Double Nn Herbal medicines have been a beloved treatment for ailments and disease for many millennials (Gowder, 2014). However, this does not mean that all herbs are safe to use. For example, licorice has been cited to potentially cause myopathy and garlic can possibly cause platelet dysfunction (Wongkrajang et al., 2014). Overall, herbal toxicity and safety data are limited. Much of the information about the safety of an herb comes from animal studies, especially in situations where testing on a person would be unethical such as in the case of pregnancy.
Currently, about 115 million animals are being experimented on even though there are physiological and genetic differences between animals and humans, which lowers the accuracy of animal testing (Akhtar, 2015). In addition, the conditions in animal studies are rarely able to be copied in clinical trials. Even so, this does not mean animal studies do not have a place in science. Animal studies give you clues to discovering potentially harmful effects of herbs, but they do not give you the entire map to find their true impact on humans.
Researchers should employ animal testing to gather information about the possible effects of herbal medicine. However, animal studies have varying levels of accuracy. For instance, 89% of drugs fail human testing and 50% of those drugs cause toxicity that was not illustrated in prior animal trials (Van Norman, 2019). In consequence, animal testing should not be the sole means of indicating adverse reactions. One possible policy solution would be to adopt animal testing as a method for discovering what parts of the body are heavily affected by an herb. Then researchers can further their study of the plant by treating cells with herbal extracts. For example, if comfrey shows signs of liver toxicity in mice, the next step would be to test comfrey extracts on human liver cells such as an in vitro study (Gowder, 2014).
Essentially, since there is no real way to know how an herb would affect a person other than through clinical trials, adopting other testing methods such as DNA microarrays which test the mechanisms and reactions cells have to toxins, proteomics which shows a protein’s expression induced by phytochemicals, and metabonomics which measures metabolite composition and enzymes in response to chemicals in cells and tissues (Gowder, 2014). These methods in combination with animal testing can create plausible deductions on how an herb may affect a person and help prevent potentially dangerous situations in clinical testing.

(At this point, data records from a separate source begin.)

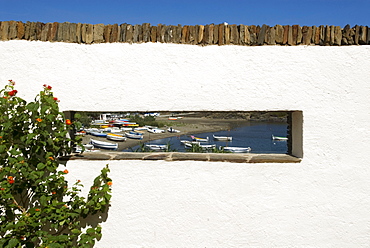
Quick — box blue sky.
[0,0,370,27]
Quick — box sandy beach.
[82,117,245,151]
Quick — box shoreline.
[82,117,244,151]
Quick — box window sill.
[63,152,302,163]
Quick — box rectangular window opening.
[65,111,303,162]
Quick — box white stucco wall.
[0,41,370,247]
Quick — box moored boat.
[148,128,165,133]
[145,144,168,151]
[220,146,252,153]
[125,131,144,139]
[90,139,118,150]
[107,133,126,141]
[213,135,233,141]
[184,142,216,150]
[90,132,107,137]
[190,135,209,142]
[167,127,180,133]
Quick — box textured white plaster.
[0,41,370,247]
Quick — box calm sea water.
[127,122,288,154]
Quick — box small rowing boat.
[125,131,144,139]
[190,135,209,142]
[90,139,118,150]
[145,144,168,151]
[213,135,233,141]
[167,127,180,133]
[107,133,126,141]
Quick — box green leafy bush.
[0,80,112,247]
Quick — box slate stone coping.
[63,152,302,163]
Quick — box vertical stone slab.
[62,22,71,42]
[119,23,127,42]
[224,24,230,45]
[257,24,269,46]
[213,24,220,44]
[197,25,204,44]
[157,24,163,42]
[81,23,87,43]
[175,24,182,44]
[288,26,295,46]
[159,25,167,43]
[248,25,258,46]
[333,26,342,46]
[36,22,45,40]
[9,21,18,40]
[133,24,143,43]
[142,23,150,42]
[283,25,289,45]
[292,25,298,45]
[48,22,59,41]
[189,25,196,45]
[302,26,312,45]
[311,26,317,44]
[342,24,355,45]
[30,22,36,40]
[297,25,303,45]
[41,23,49,41]
[103,24,112,42]
[86,24,94,44]
[23,22,31,40]
[17,22,24,40]
[319,25,326,46]
[324,25,330,46]
[126,24,134,44]
[180,25,188,44]
[93,24,104,43]
[218,24,225,46]
[354,25,360,45]
[230,24,240,45]
[75,23,82,43]
[150,26,157,42]
[69,23,77,43]
[275,25,284,45]
[0,21,9,40]
[265,27,276,45]
[109,23,119,42]
[313,27,320,45]
[132,24,140,43]
[204,25,209,45]
[358,26,367,45]
[330,25,335,46]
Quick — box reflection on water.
[124,121,288,154]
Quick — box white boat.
[90,139,118,150]
[148,128,165,133]
[107,133,126,141]
[220,146,252,153]
[134,127,148,131]
[184,142,216,150]
[213,135,233,141]
[125,131,144,139]
[145,144,168,151]
[167,127,180,133]
[190,135,209,142]
[272,135,288,141]
[180,140,199,145]
[75,144,94,153]
[90,132,107,137]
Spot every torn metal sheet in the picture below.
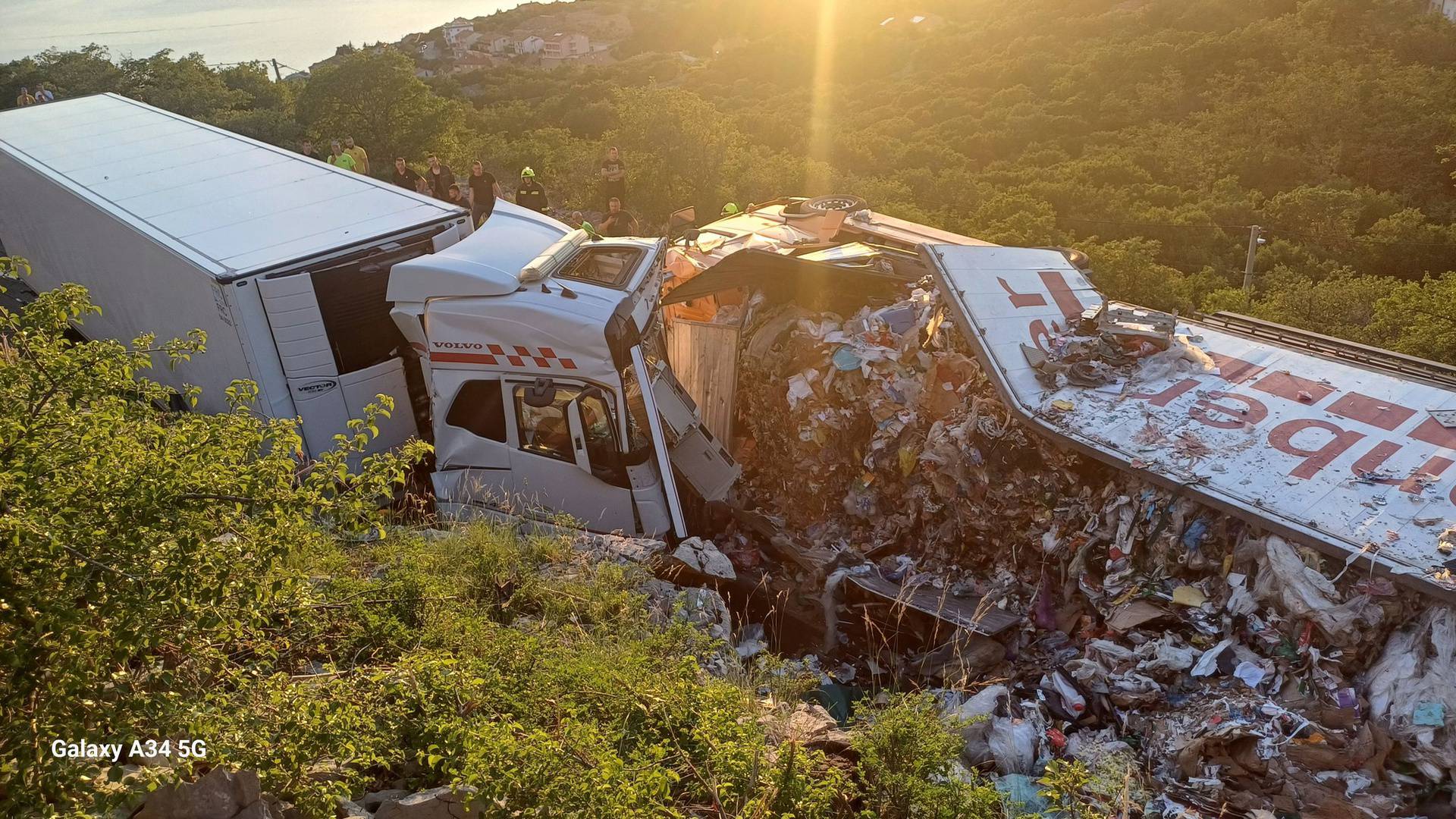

Ultimately, these approaches are not able to be totally replicated in people and have potentially high costs from employing numerous methods to test a single herb (Akhtar, 2015).
As stated by Akhtar, animal studies can be misleading by either inaccurately highlighting toxic chemicals or eliminating potentially beneficial products to humans because of unsuccessful animal tests (Akhtar, 2015). Akhtar does offer alternatives such as human grown organs or cognitive computing technologies for experiments. However, when testing an herb that can be found in the market for a couple of dollars, are the prices for these advanced testing methods a reasonable solution? What would be a cost-efficient alternative? An artificial organ is on average $20,000 (Ackridge & Haney, n.d.). In the end, Akhtar nor I provide alternatives that are financially feasible, which limits the likelihood that these methods will be commonly employed.
References
Ackridge, A., & Haney, M. (n.d.). Artificial Organs. Western Oregon University. Retrieved March 8, 2023, from https://wou.edu/chemistry/home/student-activities-2/chemistry-corner/advancing-the-frontiers-of-medicine/artificial-organs/#:~:text=The%20Cost%3A%20The%20average%20cost,joint%20(Malchesky%2C%202014).
Akhtar A. (2015). The flaws and human harms of animal experimentation. Cambridge quarterly of healthcare ethics : CQ : the international journal of healthcare ethics committees, 24(4), 407–419. https://doi.org/10.1017/S0963180115000079
Gowder, S. (2014). Screening of Herbal Medicines For Potential Toxicities. In New Insights Into Toxicity and Drug Testing (pp. 63–83). essay, InTech.
Van Norman, G. A. (2019). Limitations of Animal Studies For Predicting Toxicity in Clinical Trials. JACC: Basic to Translational Science, 4(7), 845–854. https://doi.org/10.1016/j.jacbts.2019.10.008
Wongkrajang, Y., Kitphati, W., Kongsaktrakoon, B., & Temsiririrkkul, R. (2014). Potential risks and hazards from herbal uses. Journal of Asian Association of Schools of Pharmacy, 3, 280-289.